Letti gli atti ed ascoltati i testimoni, per la Corte non ci sono dubbi che l’autore dell’omicidio sia Salvatore Abate, ma sorge il dubbio se sussista o meno l’aggravante della premeditazione che, se accertata, potrebbe portare a conseguenze irreparabili per la vita dell’imputato. È chiaro che tutti i comportamenti di Abate prima, durante e dopo l’omicidio sono indici di una risoluzione spietata, di un tristo cinismo, di riflessione e di macchinazione nella scelta dei mezzi e nell’efferatezza dell’esecuzione, il che indurrebbe la Corte a ritenere sussistente l’aggravante della premeditazione. Ma, poiché mancano le prove sicure che Abate attese la vittima al varco, sorge, invece, il dubbio che potette incontrarla mentre egli s’era recato nella boscaglia per legnare o per altro bisogno, quando divampò, improvviso, l’odio feroce per due mesi covato. Con senso di mitezza tale aggravante va esclusa.

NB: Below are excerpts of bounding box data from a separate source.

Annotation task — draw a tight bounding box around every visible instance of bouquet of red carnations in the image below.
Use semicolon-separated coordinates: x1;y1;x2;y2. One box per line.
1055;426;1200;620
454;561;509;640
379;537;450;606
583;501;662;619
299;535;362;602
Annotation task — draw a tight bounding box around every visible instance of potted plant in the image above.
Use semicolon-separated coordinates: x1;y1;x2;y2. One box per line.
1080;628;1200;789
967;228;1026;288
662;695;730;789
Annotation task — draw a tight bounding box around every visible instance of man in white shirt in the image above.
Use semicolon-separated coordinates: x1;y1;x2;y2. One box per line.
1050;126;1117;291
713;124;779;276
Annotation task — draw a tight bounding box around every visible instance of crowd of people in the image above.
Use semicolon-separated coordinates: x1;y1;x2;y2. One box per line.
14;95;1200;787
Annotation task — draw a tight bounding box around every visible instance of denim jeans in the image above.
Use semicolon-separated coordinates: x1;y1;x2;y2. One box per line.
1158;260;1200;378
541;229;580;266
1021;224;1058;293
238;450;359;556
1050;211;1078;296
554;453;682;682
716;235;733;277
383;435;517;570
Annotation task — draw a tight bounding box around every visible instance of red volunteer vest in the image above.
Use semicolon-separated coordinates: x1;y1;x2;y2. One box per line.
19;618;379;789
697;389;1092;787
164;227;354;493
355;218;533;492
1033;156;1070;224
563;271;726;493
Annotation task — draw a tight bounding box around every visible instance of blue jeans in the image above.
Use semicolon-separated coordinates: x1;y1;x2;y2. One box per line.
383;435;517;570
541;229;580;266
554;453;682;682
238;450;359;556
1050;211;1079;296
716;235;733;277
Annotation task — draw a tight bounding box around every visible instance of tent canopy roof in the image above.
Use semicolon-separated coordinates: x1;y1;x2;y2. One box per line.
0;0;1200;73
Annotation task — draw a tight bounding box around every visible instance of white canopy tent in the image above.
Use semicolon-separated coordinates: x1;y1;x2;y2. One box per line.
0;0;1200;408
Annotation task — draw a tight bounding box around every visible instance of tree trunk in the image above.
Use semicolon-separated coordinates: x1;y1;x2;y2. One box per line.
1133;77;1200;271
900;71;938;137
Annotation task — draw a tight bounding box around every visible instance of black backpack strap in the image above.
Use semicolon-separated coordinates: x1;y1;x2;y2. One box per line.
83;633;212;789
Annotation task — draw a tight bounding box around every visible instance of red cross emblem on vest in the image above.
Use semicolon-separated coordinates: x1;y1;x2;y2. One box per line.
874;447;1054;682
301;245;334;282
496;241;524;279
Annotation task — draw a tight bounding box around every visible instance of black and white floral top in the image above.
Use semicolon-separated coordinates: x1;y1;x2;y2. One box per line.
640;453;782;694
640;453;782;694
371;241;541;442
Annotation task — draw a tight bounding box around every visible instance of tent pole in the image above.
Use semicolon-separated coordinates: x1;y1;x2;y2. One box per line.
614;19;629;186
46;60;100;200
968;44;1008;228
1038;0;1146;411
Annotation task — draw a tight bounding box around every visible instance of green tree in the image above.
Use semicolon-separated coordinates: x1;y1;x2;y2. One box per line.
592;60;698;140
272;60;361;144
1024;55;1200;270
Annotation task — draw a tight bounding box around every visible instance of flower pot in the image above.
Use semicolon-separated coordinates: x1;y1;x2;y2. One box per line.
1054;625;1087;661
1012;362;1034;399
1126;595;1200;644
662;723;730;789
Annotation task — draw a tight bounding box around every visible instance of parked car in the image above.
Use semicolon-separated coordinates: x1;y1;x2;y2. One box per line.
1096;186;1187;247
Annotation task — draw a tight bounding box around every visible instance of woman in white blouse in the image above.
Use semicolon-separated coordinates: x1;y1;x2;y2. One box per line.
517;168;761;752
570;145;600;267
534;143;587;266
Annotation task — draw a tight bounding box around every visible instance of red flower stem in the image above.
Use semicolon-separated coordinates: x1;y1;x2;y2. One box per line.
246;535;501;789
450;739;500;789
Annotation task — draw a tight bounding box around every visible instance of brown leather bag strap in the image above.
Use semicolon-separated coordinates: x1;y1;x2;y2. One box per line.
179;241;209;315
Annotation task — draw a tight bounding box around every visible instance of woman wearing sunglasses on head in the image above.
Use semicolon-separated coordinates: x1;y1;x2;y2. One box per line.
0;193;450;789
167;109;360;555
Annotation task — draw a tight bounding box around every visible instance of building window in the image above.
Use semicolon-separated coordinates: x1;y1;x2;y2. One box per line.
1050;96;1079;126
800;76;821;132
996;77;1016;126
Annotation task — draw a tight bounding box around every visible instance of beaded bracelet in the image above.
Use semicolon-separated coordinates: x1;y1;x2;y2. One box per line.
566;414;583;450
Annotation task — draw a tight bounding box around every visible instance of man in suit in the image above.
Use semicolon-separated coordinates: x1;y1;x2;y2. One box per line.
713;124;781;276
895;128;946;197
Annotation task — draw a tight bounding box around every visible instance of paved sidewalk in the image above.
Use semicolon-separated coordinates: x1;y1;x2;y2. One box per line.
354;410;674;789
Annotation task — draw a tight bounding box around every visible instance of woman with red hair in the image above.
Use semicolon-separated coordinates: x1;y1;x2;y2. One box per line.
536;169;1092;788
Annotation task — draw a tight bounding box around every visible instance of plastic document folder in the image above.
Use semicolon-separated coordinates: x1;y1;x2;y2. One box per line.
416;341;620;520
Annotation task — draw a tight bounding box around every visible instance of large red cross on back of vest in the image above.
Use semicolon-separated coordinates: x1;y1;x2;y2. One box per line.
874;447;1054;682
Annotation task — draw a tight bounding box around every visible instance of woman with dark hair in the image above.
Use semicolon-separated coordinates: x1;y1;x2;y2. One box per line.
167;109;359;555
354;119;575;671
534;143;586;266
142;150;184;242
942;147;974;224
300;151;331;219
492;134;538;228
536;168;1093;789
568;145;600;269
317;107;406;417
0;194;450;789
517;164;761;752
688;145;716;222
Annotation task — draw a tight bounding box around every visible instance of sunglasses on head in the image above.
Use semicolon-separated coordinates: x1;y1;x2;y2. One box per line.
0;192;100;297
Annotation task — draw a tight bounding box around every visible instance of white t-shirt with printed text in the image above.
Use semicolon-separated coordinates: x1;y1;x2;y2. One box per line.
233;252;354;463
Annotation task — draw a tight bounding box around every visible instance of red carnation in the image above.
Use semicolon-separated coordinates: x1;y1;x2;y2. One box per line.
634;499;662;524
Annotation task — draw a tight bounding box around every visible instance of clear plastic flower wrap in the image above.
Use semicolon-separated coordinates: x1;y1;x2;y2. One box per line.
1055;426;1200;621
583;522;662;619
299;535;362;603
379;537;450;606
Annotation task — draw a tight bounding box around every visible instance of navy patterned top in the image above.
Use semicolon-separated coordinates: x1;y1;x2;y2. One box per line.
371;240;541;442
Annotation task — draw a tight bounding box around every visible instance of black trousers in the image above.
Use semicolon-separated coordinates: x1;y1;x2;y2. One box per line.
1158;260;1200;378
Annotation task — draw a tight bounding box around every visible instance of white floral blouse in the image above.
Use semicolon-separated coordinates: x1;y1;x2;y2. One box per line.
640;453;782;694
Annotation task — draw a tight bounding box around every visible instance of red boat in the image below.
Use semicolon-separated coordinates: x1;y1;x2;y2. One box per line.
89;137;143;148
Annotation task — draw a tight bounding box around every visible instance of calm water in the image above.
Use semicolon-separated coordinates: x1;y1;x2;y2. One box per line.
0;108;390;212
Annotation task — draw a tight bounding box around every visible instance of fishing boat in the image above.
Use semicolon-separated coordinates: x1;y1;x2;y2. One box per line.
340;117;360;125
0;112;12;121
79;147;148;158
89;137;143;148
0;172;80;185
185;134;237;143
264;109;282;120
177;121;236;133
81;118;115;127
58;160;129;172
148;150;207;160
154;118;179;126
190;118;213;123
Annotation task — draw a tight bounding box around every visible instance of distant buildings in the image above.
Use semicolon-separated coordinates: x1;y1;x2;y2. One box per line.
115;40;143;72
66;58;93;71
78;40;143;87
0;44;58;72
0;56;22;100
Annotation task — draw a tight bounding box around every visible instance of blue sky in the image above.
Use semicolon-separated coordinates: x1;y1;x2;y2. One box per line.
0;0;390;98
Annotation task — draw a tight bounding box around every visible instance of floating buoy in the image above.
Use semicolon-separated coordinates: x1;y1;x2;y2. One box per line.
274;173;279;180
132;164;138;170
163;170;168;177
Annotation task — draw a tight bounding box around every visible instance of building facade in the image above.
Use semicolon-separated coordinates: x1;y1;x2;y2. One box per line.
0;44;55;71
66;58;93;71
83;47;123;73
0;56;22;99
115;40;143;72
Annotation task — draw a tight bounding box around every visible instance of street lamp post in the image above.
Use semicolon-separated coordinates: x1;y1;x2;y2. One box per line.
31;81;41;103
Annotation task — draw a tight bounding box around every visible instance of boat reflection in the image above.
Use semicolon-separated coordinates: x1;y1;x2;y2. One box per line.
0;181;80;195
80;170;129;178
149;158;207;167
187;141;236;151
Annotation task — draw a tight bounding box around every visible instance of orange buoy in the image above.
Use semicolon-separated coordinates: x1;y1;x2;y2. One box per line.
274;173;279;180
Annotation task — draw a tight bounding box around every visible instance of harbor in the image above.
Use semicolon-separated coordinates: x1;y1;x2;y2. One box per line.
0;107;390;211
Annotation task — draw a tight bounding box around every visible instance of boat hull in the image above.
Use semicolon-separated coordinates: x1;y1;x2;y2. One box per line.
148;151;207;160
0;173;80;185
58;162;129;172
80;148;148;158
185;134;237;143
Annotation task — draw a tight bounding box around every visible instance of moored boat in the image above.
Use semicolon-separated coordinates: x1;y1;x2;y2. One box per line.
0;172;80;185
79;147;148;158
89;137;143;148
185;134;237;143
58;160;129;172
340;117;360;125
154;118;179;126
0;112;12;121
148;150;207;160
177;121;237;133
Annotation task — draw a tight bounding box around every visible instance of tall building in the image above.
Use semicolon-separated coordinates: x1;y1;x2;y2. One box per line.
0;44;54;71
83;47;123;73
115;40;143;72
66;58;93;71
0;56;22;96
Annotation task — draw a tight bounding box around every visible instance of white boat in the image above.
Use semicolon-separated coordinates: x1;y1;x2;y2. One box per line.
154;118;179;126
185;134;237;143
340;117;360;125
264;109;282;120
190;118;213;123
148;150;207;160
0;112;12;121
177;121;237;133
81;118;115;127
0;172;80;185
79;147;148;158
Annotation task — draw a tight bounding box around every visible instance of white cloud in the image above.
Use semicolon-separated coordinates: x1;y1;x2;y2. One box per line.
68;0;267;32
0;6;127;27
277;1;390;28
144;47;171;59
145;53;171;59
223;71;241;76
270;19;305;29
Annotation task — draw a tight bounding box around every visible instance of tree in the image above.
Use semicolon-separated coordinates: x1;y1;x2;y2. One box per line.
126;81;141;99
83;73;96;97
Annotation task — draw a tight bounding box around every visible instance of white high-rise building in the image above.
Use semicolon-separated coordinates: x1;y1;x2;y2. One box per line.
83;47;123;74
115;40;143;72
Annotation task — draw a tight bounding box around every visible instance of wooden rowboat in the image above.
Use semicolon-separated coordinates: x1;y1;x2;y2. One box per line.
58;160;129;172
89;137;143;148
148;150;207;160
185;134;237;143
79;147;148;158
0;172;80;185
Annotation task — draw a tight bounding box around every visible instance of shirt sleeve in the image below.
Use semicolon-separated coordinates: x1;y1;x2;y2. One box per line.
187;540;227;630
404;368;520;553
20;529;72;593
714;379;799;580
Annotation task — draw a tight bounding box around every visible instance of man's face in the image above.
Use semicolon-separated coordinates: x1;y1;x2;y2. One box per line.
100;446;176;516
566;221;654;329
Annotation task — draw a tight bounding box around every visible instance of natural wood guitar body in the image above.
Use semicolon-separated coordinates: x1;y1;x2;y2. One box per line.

Chiarito l’aspetto più delicato del processo, la Corte dichiara Salvatore Abate responsabile di omicidio volontario senza attenuanti e lo condanna ad anni 23 di reclusione, più pene accessorie, spese e danni.

La Suprema Corte di Cassazione, il 30 aprile 1948 rigetta il ricorso dell’imputato.

Poi deve accadere qualcosa di nuovo, che non è a nostra conoscenza, perché la difesa di Abate ricorre nuovamente per Cassazione al fine di ottenere la revisione del processo e la Suprema Corte, il primo febbraio 1950, accoglie la richiesta, annulla la sentenza emessa dalla Corte d’Assise di Cosenza ed ordina l’invio degli atti alla Corte d’Assise di Catanzaro per un nuovo giudizio, l’esito del quale ci è sconosciuto per non aver potuto rintracciare gli atti.[1]

Saremmo grati se qualcuno che avesse notizie sull’esito della nuova causa, le condividesse. Grazie.

[1] ASCZ, Sezione di Lamezia Terme, Sentenze della Corte d’Assise di Cosenza.